Most Americans' retirement savings are dangerously low.
According to a 2016 report from the Economic Policy Institute (EPI), the median working-age family (50th percentile) had only $5,000 saved in 2013. By contrast, the top one percent of families had $1.08 million or more stashed away in 2013, or 216 times more.
Where do you stand?
While putting away as much as you can is always better than nothing, hitting pre-determined milestones can help you figure out if you're on track to live comfortably in retirement.
By age 50, experts recommend having the equivalent of six times your annual salary in bank if you plan to retire at 67 and keep up a similar lifestyle, according to a recent report by financial services company Fidelity.

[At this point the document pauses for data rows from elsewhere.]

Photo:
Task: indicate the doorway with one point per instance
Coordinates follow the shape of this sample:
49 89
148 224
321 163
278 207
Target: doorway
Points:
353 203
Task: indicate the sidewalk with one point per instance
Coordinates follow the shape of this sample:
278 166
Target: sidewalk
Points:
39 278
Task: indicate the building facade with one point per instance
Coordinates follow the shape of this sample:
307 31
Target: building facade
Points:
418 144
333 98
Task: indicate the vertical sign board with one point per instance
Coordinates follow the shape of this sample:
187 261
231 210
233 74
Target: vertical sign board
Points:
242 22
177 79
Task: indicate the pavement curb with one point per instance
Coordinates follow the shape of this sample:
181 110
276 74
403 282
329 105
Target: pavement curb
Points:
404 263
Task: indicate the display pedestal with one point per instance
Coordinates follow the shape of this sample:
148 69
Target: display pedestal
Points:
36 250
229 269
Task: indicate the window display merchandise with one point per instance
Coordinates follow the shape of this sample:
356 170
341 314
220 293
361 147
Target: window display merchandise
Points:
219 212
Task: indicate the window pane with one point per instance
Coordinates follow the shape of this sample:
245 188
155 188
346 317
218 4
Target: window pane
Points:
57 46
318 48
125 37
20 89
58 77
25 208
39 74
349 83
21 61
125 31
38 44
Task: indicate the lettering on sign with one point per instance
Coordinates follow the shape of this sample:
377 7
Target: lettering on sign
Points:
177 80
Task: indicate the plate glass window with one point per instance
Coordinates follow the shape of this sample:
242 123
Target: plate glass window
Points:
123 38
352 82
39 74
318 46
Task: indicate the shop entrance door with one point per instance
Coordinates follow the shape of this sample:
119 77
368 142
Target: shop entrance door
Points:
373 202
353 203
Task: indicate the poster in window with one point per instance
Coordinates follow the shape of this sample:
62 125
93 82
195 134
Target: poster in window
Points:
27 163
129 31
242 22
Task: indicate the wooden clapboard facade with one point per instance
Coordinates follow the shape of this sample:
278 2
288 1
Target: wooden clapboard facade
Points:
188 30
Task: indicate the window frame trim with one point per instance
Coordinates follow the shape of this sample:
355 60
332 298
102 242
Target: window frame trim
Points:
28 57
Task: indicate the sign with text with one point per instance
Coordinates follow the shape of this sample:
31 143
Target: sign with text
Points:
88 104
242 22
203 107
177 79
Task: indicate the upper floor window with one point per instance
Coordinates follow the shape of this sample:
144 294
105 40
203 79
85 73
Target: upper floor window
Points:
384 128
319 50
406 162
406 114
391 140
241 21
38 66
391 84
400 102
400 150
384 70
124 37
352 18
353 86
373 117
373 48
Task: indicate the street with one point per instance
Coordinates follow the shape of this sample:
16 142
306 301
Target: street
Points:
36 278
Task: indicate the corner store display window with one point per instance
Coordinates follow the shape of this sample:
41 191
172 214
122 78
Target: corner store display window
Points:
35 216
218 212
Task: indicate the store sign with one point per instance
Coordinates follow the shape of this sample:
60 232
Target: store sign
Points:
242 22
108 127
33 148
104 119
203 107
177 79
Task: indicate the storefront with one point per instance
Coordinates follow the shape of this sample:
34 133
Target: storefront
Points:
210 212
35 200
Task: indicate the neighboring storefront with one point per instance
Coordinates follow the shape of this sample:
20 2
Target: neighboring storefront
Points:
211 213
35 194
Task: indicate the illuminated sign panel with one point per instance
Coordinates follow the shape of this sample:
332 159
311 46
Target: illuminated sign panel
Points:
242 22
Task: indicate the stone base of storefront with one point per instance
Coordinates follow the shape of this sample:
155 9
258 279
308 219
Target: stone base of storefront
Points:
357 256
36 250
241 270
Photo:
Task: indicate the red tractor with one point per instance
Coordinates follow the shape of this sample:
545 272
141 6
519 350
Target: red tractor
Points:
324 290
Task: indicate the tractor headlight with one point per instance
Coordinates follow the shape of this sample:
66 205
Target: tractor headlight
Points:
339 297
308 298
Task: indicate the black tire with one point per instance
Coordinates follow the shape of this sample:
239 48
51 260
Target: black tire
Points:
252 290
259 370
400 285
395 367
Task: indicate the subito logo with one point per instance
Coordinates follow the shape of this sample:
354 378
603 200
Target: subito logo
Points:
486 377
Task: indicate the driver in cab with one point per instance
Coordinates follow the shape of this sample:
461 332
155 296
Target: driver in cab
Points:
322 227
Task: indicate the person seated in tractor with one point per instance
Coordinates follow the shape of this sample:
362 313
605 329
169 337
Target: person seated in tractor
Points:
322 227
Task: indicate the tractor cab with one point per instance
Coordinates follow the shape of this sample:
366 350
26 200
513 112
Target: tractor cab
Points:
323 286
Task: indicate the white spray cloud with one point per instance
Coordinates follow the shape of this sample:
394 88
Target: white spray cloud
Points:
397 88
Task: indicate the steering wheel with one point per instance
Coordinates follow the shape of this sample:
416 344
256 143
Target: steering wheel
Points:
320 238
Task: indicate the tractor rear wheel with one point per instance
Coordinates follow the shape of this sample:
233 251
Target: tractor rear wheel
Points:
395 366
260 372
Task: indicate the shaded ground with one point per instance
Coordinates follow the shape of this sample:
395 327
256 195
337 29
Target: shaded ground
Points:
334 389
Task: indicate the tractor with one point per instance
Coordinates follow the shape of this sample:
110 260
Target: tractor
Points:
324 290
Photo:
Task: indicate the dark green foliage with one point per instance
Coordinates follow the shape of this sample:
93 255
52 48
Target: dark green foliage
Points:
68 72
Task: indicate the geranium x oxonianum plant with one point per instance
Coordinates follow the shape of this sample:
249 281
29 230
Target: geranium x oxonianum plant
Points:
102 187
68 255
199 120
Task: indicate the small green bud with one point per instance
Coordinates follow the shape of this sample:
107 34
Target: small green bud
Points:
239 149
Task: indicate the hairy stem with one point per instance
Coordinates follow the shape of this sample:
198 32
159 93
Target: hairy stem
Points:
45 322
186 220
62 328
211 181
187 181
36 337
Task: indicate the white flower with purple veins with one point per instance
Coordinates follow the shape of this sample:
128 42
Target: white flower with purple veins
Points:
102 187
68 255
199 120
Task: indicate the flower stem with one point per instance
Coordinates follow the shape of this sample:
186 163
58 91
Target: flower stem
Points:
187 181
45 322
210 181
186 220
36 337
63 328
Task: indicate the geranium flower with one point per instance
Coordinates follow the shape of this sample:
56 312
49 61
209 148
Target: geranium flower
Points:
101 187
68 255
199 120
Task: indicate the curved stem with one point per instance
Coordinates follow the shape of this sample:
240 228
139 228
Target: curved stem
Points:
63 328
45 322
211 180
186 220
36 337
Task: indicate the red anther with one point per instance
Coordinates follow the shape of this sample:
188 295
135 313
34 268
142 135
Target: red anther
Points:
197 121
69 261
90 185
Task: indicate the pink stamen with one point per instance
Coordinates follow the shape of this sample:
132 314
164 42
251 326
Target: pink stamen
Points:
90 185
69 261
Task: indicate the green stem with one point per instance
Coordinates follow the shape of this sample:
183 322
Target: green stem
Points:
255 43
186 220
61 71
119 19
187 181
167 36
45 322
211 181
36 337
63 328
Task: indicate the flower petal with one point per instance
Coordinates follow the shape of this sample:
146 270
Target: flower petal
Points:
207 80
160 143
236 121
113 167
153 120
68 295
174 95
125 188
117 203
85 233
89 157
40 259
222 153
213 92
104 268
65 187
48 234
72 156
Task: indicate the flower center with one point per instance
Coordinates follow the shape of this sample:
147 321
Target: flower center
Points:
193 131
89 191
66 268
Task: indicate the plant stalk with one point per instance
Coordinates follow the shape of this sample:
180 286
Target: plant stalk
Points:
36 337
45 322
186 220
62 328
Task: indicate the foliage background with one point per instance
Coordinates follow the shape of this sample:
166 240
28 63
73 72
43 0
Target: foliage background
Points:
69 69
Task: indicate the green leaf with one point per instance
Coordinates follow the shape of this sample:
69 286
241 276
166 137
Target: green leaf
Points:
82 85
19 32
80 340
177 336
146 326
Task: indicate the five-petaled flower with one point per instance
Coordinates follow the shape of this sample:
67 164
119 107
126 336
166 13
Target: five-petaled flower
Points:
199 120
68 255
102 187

That's twice as much you should have by 40 (three times your salary) and three times as much as you should have by 35 (twice your annual salary).
And it's a lot. So how do you get there?
Save as much as you can as early as you can. Fidelity recommends putting away 15 percent of your income per year starting at age 25 and investing more than 50 percent of your savings over your lifetime.
"The good news is that that 15 percent also includes any employer match," Ken Hevert, senior vice president of retirement at Fidelity, tells CNBC Make It. That means if you're eligible for a five percent match on your 401(k) plan and you contribute five percent of your salary to the account, you're already putting away 10 percent.

Three big factors determine if you're on track for retirement: amount, account and asset allocation. In addition to saving 15 percent of your income, you should be investing it back into the market. The easiest way to get started is to sign up for your employer's 401(k) plan and take full advantage of any company match, which essentially gives you free money.
Regardless of whether your employer offers a 401(k), you can contribute to a Roth IRA or traditional IRA, which are both individual retirement accounts that offer tax breaks.
In addition to saving and investing, you also want to create a diversified portfolio. "The purpose of diversification, ultimately, is that through different economic cycles and different policy cycles, some asset classes will perform better than others," Hevert says.

As the market swells and declines over the years, a mix of various types of investments will keep you from being at the mercy of how one specific stock, or kind of stock, is performing.
Accruing six times your annual income by 50 represents an ideal scenario, especially if you choose to divert savings to other goals, such as buying a home or having kids. But, as a general rule, if you're aiming to save around 15 percent of your income — or as close as you can get — and invest it, "you're going to be in the right ballpark," Hevert says.
At the end of the day, how much you'll want to save for retirement will depend on the lifestyle that you want to maintain during your golden years. Do you want to travel? Pursue a hobby? Go back to school? "This is all about giving people the confidence that they're going to be able to maintain a desired lifestyle, while also putting themselves in the best position to not run out of money," Hevert says.